[−][src]Crate littlefs2
littlefs is a filesystem for microcontrollers written in C, that claims to be fail-safe:
- power-loss resilience, by virtue of copy-on-write guarantees
- bounded RAM/ROM, with stack-allocated buffers
Since version 2, it has some nifty features such as:
- dynamic wear-leveling, including detection of bad Flash blocks
- custom user attributes
- inline files, avoiding block waste
For more background, see its design notes and the specification of its format.
What is this?
This library, littlefs2
, offers an idiomatic Rust API for littlefs.
It follows the design of std::fs
as much as reasonable,
and builds on the bindings littlefs2-sys
.
Some complications arise due to the lack of const generics in Rust, we work around these
with the generic-array
library, and long for the day when
constants associated to traits will be treated as constants by the compiler.
⯈ The best place to start reading the API docs is here. ⯇
Usage
To use this library, implement littlefs2::driver::Storage
.
The macro ram_storage!
generates examples of this.
Roughly speaking, the Storage
trait defines a block device in
terms of actual and typenum
constants, and an implementation supplies methods to read, erase and write.
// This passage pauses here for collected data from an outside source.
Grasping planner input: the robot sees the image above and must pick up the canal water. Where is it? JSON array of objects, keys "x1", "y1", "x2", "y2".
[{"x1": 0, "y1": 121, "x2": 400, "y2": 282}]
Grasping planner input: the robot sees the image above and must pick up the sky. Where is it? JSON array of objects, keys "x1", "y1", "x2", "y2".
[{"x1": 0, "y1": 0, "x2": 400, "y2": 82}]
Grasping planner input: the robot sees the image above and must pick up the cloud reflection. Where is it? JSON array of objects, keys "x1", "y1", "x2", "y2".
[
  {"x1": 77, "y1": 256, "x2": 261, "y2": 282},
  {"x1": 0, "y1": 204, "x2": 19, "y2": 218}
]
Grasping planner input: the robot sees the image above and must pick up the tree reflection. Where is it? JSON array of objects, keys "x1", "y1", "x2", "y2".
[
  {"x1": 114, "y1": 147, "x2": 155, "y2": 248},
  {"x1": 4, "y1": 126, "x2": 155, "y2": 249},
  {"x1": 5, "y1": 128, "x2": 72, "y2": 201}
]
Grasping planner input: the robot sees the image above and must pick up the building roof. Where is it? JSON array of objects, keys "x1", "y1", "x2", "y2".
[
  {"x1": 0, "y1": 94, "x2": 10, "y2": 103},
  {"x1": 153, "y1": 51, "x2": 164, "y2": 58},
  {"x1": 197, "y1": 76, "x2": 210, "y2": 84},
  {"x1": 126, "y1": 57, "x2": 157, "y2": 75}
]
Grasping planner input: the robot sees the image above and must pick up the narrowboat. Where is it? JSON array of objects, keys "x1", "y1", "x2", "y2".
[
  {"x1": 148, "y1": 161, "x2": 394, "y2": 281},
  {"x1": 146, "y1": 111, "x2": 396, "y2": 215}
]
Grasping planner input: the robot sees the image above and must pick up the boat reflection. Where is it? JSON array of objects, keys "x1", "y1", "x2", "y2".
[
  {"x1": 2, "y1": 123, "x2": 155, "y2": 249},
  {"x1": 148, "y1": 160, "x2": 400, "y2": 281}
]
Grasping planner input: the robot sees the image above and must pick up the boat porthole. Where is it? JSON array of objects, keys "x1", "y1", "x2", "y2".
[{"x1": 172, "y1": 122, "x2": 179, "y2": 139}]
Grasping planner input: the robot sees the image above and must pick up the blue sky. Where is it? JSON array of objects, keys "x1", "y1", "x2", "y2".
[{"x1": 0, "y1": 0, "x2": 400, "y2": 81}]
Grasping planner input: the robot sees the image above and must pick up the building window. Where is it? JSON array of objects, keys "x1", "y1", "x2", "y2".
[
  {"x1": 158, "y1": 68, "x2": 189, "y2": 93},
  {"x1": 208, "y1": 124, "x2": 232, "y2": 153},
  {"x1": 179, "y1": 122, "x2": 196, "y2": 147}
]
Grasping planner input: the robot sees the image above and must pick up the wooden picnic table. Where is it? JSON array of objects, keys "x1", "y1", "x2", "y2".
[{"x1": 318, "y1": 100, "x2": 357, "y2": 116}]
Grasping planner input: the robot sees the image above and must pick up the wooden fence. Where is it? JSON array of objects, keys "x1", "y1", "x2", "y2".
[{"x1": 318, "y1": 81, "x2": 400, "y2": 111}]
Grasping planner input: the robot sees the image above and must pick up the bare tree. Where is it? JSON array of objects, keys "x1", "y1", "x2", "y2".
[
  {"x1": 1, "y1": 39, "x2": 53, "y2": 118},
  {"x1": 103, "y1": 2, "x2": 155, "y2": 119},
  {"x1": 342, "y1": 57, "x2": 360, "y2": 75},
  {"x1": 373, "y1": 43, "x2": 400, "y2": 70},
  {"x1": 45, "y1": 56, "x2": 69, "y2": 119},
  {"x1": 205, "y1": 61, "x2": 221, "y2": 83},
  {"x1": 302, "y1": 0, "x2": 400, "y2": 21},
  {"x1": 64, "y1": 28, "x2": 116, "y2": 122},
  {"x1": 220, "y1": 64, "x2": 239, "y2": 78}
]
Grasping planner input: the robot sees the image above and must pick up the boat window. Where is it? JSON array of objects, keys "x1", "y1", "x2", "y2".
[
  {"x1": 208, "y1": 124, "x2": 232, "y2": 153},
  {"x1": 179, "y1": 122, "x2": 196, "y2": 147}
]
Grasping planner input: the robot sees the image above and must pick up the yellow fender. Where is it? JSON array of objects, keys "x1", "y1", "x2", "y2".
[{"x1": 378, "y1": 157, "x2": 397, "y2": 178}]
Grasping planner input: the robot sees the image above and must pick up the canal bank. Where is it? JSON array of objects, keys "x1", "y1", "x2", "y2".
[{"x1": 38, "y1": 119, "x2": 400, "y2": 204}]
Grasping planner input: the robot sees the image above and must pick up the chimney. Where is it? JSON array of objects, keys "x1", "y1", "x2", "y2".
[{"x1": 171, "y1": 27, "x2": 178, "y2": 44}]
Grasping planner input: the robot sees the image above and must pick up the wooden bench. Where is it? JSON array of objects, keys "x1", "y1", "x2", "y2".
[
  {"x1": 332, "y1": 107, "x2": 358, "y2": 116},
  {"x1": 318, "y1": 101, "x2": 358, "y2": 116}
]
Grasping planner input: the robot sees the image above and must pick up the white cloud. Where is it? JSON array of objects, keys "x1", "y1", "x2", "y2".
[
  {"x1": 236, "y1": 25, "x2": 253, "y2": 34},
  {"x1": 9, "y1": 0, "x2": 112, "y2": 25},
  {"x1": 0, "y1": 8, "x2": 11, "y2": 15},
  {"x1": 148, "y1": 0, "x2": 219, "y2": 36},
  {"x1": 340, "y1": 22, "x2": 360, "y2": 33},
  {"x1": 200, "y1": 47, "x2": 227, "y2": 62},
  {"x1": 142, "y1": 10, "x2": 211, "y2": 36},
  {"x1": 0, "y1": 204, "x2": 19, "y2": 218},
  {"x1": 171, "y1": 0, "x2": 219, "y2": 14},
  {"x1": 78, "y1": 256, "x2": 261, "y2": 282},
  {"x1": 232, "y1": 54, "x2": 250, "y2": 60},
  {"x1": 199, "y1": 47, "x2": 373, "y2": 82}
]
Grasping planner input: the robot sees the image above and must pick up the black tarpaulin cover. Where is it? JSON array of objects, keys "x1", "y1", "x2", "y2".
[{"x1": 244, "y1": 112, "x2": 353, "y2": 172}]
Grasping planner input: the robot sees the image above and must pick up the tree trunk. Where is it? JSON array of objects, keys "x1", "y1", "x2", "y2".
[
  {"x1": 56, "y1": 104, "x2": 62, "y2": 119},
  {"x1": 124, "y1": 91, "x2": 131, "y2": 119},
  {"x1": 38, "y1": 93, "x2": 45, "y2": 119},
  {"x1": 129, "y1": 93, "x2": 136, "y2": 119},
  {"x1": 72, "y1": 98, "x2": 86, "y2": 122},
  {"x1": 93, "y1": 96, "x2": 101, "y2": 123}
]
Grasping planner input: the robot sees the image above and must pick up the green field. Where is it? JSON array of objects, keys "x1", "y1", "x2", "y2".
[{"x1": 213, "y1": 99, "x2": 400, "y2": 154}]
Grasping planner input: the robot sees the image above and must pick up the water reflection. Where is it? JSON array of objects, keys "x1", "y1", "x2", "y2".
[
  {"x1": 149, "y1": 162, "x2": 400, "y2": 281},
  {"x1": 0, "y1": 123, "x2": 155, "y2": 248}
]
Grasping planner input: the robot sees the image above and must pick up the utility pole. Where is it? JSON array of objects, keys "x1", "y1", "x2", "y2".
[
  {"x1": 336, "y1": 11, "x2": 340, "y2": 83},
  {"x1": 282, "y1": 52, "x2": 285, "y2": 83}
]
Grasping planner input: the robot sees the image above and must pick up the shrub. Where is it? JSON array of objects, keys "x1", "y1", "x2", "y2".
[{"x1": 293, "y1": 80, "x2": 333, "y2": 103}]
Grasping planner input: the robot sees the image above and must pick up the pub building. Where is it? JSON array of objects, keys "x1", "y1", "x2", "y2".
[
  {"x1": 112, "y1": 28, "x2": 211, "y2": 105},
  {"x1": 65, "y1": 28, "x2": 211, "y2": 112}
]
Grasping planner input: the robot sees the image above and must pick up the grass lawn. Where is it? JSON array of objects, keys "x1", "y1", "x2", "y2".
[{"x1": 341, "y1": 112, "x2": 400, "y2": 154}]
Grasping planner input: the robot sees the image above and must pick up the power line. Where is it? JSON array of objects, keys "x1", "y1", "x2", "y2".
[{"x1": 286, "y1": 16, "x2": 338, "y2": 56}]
The filesystem and each open file need memory for state and caching, this has to be allocated beforehand and passed to constructors.
Design notes
All operations on the filesystem require passing a &mut Storage
, which guarantees by Rust's
borrow checker that only one thread can manipulate the filesystem.
This design choice (as opposed to consuming the Storage, which would be less verbose) was made to
enable use of the underlying flash peripheral outside of the filesystem (the Storage
can be
dropped and reconstructed). For instance, one could setup an additional filesystem,
or handle some flash data manually.
As an experiment, we implemented ReadDirWith
. It converts a
ReadDir
(which needs mutable references, and so is "not quite an iterator"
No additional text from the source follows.